Re: Give culture war a chance
LLM sounds like a three-letter abbreviation the magavolk should be declaring war on.
Re: Re:
Not until they start thinking ‘AIs’ are non-white and/or queer
Gotta go curate some very specific training datasets…
So like actual “journalism” that comes out of the UK then?
Re:
FYI, the Washington Post and New York Times are American papers.
Re: Re:
FYI, the BBC, in the context of journalism, means the British Broadcasting Corporation, which is the connection between UK journalism and AI being played on. This does not read as a commentary on WP or NYT.
Re: Re: Re:
*whooooooooooosh!*
Re: Re: Re:
Clearly, you missed some current events last year because you totally didn’t get the joke.
That’s not too far off from reading the official headlines, apart from lying in direct quotes which is admittedly more of a low-brow tabloid activity.
And that’s just the same as reading the actual article.
We could discuss whether the stochastic lies of the LLMs are better or worse than the more considered lies of the BBC, I guess. And there’s certainly an argument to be made about capitalism more generally, which you almost touched on.
But otherwise it appears that LLMs trained to mimic humans do, in fact, mimic humans. And the humans really don’t like that.
Re:
“considered lies of the BBC”
You got any examples of “considered” lying from BBC News? BBC news is the most trusted news source in the UK and indeed is highly trusted around the world. It is monitored by OFCOM and is accountable to them.
It is also non-commercial. No sponsors or rich corporate owners.
So again, please, tell me of these “considered lies” of which you speak.
Re: Re:
Consider whose war crimes and atrocities are talked about, and when and how they are talked about. Who is called a terrorist and who is not. Militant. Regime. Authoritarian. Extremist. Unrest. Who is dead and who is killed. Who experiences ethnic or religious violence and who does not. Who experiences oppression and who does not.
Which countries organize disinformation campaigns, and which just need to be “fact-checked” on the exact same thing over and over in completely unrelated incidents which definitely are not campaigns or disinformation (or whose lies are just quoted without commenting on their long history of lying about that subject).
Re: Re: Re:
You’ve used a lot of words there to basically say “no, I don’t have any real examples”.
Re: Re:
But a distinct bias toward the Reich Wing government that does own it. I say this as an occasional listener to the World Service.
Remember what LLM/AI is actually for
Which is to output what “Sounds like” a good conversation. It doesn’t actually need to be accurate, or engaging, or relevant. It just needs to sound like what the dweeb devs think is a good conversation.
Think of LLM/chat interactions like coming into a conversation at a party. Everyone is relaxed, got a drink in their hand, we are all friends here. Someone posits a question to one of the men. He has never heard of the subject, but he will gladly give you his heartfelt opinion that is all of a few milliseconds old.

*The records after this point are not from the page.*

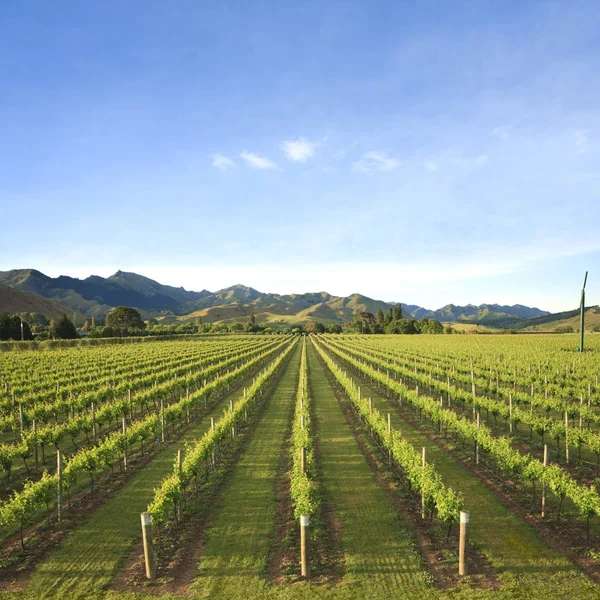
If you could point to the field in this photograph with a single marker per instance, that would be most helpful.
(228, 442)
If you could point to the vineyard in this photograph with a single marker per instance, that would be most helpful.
(322, 466)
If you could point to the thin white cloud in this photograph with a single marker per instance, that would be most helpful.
(582, 140)
(472, 161)
(222, 162)
(257, 162)
(503, 132)
(299, 150)
(375, 161)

Now, what happens when anyone (or worse, a woman) calls him out on his clearly BS reply? The man will either ignore the call out, or he will double down. To the point of making stuff up. Give him ten minutes and it will be in Wikipedia. It is like he hallucinates an answer that will make his first answer seem real.

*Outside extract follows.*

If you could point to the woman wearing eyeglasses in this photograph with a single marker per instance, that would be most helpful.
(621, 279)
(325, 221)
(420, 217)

The conversation will sound like a good conversation, it just won’t be one. Now, give THAT tech to suits that do not, or cannot, understand the actual content. Bingo. That’s where we are now.

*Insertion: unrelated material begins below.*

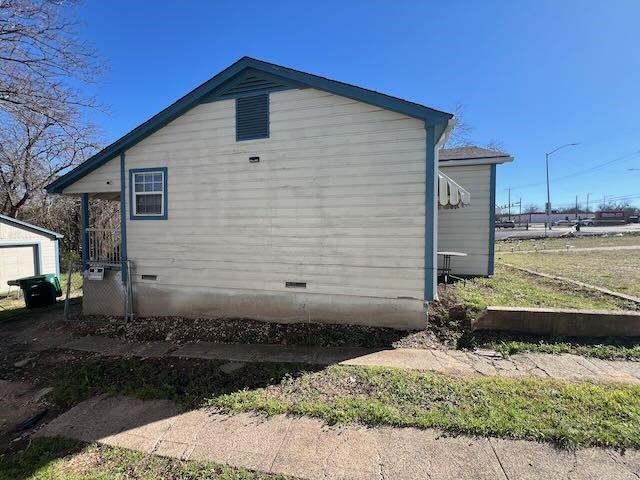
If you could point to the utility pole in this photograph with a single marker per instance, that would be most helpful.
(548, 207)
(520, 210)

There is only one place where AI would be absolutely perfect, yet to date, I have read nothing that pertains to that one place – games like Skyrim and Oblivion, and Fallout 4, where the entire object of the game is to interact with others, albeit usually through violence. 🙂
If the ‘actors’ had an AI brain, the whole game would be more or less, random, as far as actual event order and quest acceptance. Every new session would be unique.
I am pretty sure that would sell well.